Revolut'un dijital bankacılık evrimi
Çocuk yaşlardayken ilk izlediğimde çok etkilendiğim ve boks filminden ziyade hayat dersleri ile dolu olan "Rocky" (1976) filmi, bir boksör olan Rocky Balboa'nın zorlu mücadelesini ve imkansızı başarma hikayesini anlatır. Tıpkı Rocky gibi, Revolut da finansal dünyada kendi mücadelesini verdi ve bankacılık lisansına kavuştu.
2015 yılında İngiltere’de kurulan finansal teknoloji şirketi bankacılık lisansı olmadan bankacılık hizmetleri sunarak sektörde devrim yarattı. Revolut, İngiltere ve Avrupa’da geçerli olan Elektronik Para Kuruluşu (EMI) lisansı ve Ödeme Hizmetleri Direktifi (PSD) sayesinde bankacılık hizmetleri sunabildi. EMI lisansı, şirkete elektronik para ihraç etme, ödeme hizmetleri sunma ve ön ödemeli kartlar sağlama yetkisi verdi. PSD ise ödeme hizmeti sağlayıcılarının Avrupa Birliği genelinde faaliyet göstermesine olanak tanıyarak şirketin sınırlar ötesi işlemler yapmasını mümkün kıldı.
Revolut kurulmadan önce, İngiltere’de bankacılık hizmetleri büyük ölçüde geleneksel bankalar tarafından sunuluyordu. Bu bankalar, yüksek döviz kuru marjları ve uluslararası transfer ücretleri ile tanınıyordu. Şube ziyaretleri, uzun bekleme süreleri ve karmaşık işlem süreçleri, kullanıcıların günlük bankacılık ihtiyaçlarını karşılamada önemli zorluklar yaratıyordu.
Bu yeni oyuncunun sahneye çıkışıyla birlikte bu durum değişti. Mobil uygulama üzerinden sunulan anlık bildirimler, düşük maliyetli döviz işlemleri ve hızlı para transferleri, kullanıcıların bankacılık deneyimini tamamen dönüştürdü. Revolut, dijital ve kullanıcı dostu bir platform ile geleneksel bankaların sunamadığı esneklik ve maliyet avantajlarını sağladı. Bu, özellikle sık seyahat edenler ve uluslararası işlemler yapanlar için büyük bir yenilikti.

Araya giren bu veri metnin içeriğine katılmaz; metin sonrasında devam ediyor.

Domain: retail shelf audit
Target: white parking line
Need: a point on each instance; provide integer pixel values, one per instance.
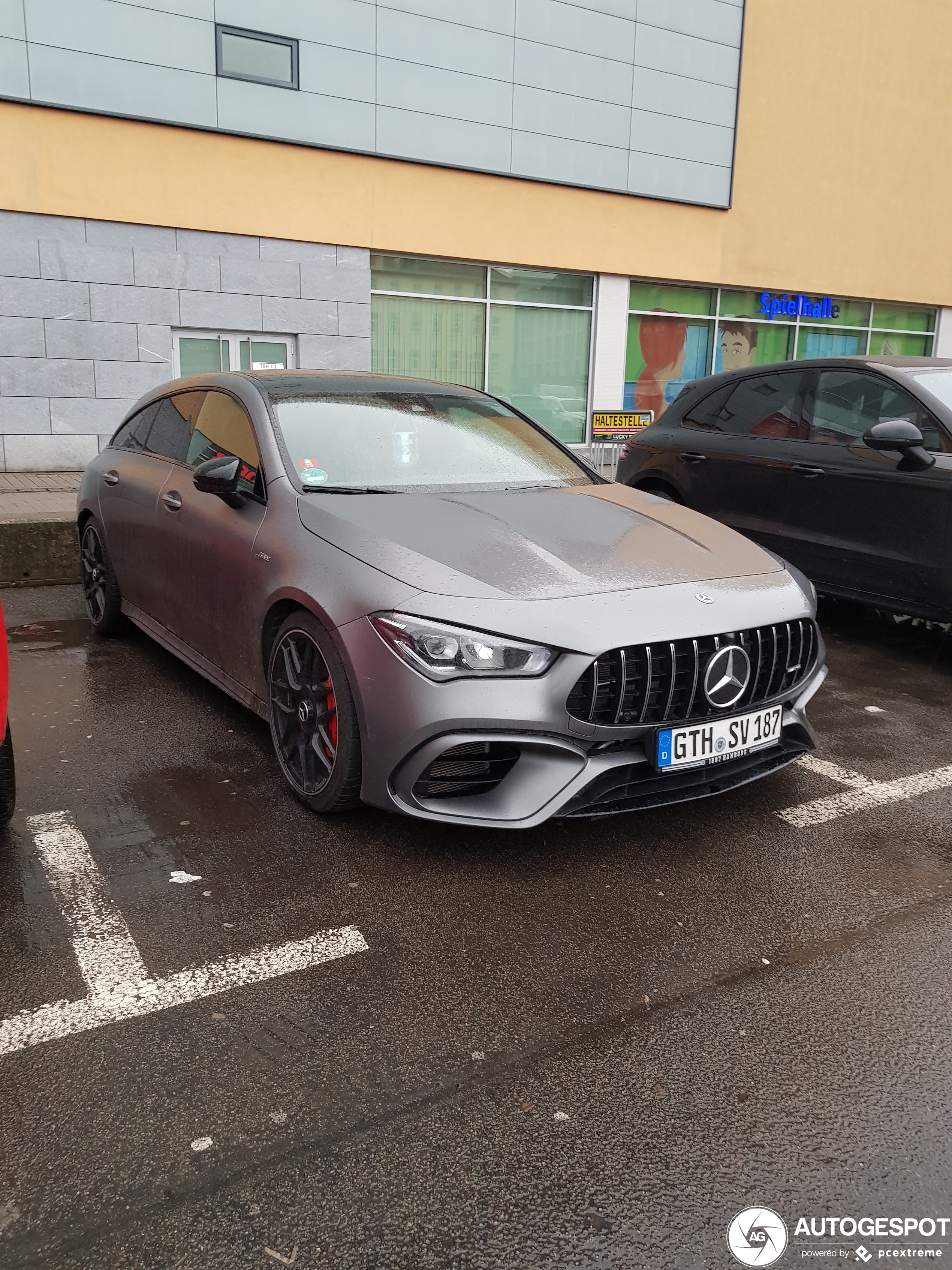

Üç yıllık mücadele: Bankacılık lisansının alınması
Revolut’un İngiltere'de bankacılık lisansı almak için verdiği üç yıllık mücadele aslında 2019 yılında başladı. Prudential Regulation Authority (PRA) ve Financial Conduct Authority (FCA), şirketin operasyonel yapısını, finansal sağlamlığını ve müşteri koruma önlemlerini detaylı bir şekilde inceledi. Bu süreçte şirket de uyumluluk ve güvenlik konularında çeşitli iyileştirmeler yaparak regülatörlerin taleplerine yanıt verdi.
Geçtiğimiz hafta ise Revolut nihayet İngiltere’de bankacılık lisansını aldığını duyurdu. Bu lisans, şirketin mevduat, kredi verme ve diğer bankacılık hizmetlerini sunabilmesine olanak tanıyarak, finansal hizmetlerini genişletme yolunda önemli bir kilometre taşı oldu.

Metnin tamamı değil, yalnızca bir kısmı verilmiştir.